Steve Davis: As Regular People
We do judge books by their covers and people by what they wear. Photographer Steve Davis has created a poignant portrait project, As Regular People, photographing inmates in civilian clothing as they prepare for release–this simple shift in dress and self presentation changing how we perceive his subjects. The project mirrors the work that prison staff does to help prepare inmates for release by teaching them how to behave job interviews and other life skills, but the portraits also reflect the potential of another chance and new beginnings. After many e-mails, attending numerous meetings, and organizing clothing drives, Steve finally received the support of the DOC in Olympia, WA to photograph in two prisons.
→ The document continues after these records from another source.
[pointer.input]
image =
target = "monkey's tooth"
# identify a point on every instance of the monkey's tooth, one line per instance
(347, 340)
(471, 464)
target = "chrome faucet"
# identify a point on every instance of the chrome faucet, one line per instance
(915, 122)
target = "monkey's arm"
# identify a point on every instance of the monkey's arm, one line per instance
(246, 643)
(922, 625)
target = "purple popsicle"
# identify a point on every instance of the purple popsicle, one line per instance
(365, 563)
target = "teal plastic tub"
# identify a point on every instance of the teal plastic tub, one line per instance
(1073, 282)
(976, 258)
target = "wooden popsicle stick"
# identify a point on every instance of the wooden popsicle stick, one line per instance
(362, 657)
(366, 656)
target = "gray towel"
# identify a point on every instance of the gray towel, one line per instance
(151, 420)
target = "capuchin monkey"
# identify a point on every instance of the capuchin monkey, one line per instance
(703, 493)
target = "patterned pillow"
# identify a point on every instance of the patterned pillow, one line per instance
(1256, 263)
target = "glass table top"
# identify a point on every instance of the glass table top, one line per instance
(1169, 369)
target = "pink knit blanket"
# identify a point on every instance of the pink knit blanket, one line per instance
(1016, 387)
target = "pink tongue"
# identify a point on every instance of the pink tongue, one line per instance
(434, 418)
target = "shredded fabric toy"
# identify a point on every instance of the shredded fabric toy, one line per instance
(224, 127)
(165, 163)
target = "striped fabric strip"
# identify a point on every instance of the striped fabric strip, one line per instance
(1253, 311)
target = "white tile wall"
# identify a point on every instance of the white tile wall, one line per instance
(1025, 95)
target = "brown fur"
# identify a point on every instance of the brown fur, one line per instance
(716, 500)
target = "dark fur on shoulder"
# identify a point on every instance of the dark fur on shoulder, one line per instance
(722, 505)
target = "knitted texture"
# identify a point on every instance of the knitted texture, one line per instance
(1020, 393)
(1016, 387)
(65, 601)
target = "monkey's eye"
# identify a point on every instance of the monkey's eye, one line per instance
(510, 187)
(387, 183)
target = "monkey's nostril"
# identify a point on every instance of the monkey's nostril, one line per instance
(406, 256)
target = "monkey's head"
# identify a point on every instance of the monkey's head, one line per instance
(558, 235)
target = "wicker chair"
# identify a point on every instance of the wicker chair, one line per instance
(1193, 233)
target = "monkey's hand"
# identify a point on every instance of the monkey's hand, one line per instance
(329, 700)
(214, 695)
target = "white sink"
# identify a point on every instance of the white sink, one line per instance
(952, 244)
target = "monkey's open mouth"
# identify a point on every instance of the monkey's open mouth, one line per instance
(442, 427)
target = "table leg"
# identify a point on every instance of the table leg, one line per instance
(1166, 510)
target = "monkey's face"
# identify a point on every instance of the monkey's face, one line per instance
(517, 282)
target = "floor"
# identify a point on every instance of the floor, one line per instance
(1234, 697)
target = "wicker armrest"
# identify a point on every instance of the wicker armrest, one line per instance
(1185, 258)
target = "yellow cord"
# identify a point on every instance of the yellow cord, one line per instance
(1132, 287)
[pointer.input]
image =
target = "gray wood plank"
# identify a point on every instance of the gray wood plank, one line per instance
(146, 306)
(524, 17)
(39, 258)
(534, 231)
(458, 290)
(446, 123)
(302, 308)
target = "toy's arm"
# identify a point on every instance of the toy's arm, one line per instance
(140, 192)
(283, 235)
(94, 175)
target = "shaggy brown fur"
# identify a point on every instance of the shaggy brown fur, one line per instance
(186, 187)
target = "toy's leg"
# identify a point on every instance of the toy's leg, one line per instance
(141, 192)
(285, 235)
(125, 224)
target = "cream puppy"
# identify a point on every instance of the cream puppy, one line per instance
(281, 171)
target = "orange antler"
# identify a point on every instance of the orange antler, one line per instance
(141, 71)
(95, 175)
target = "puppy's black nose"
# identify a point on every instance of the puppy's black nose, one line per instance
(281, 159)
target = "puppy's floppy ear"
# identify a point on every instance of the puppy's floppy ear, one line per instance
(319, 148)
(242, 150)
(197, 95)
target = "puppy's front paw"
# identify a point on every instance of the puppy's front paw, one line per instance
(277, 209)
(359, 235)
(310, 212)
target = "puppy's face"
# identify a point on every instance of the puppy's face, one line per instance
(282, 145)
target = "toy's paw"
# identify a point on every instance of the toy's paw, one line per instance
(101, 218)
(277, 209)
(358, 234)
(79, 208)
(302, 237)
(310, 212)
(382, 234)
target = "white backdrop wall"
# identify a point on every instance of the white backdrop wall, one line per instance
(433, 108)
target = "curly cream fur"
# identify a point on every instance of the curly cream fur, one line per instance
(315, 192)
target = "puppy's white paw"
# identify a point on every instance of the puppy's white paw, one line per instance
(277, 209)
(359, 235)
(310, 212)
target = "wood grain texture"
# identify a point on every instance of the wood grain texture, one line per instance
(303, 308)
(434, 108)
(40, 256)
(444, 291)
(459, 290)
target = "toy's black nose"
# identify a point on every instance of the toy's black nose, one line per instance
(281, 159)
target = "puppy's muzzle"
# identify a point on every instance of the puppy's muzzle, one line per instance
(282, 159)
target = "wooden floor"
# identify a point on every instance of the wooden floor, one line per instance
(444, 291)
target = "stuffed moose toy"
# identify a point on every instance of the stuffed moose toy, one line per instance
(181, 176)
Steve Davis is a documentary portrait and landscape photographer based in the Pacific Northwest. His work has appeared in American Photo, Harper’s, the New York Times Magazine, Russian Esquire, and is in many collections, including the Houston Museum of Fine Arts, the Seattle Art Museum, the Santa Barbara Museum of Art, and the George Eastman House. He is a former 1st place recipient of the Santa Fe CENTER Project Competition, and two time winner of Washington Arts Commission/Artist Trust Fellowships . Davis is the Coordinator of Photography, media curator and adjunct faculty member of The Evergreen State College. He is represented by the James Harris Gallery, Seattle.
As Regular People
These photographs represent inmates from two corrections facilities in Washington State; the Washington Corrections Center, and the Mission Creek Corrections Center for Women. In these photographs the subjects were offered the opportunity to select civilian clothing. Many of the volunteers in this series wrote a paragraph or two about their intentions upon release. Church, family and committing to a drug-free life were the overarching themes found in almost all of their goals. Each were given prints to keep or give to family, or for use in search of a job. The donated clothes are put to good use, given to the soon to be homeless and needier inmates upon their release.
I do not operate on the thesis that the people who fill our prisons are not regular. Rather, I focus on appearance. Incarcerated men and women are generally seen through media images as institutionalized and dehumanized subjects of a punitive system. Typically, they are more extras than actors in prison, wearing the prison costume; portrayed faceless or as silhouettes in a theater of glass, cinder-block and razor wire.
As we ingest an ever-growing volume of visual information related to incarceration, I hope that images such as mine will serve as a back of the mind, counterbalanced referent, reminding us that prison related pictures (still or moving,) assist in our society’s ease in accepting these men and women as something wholly different than ourselves.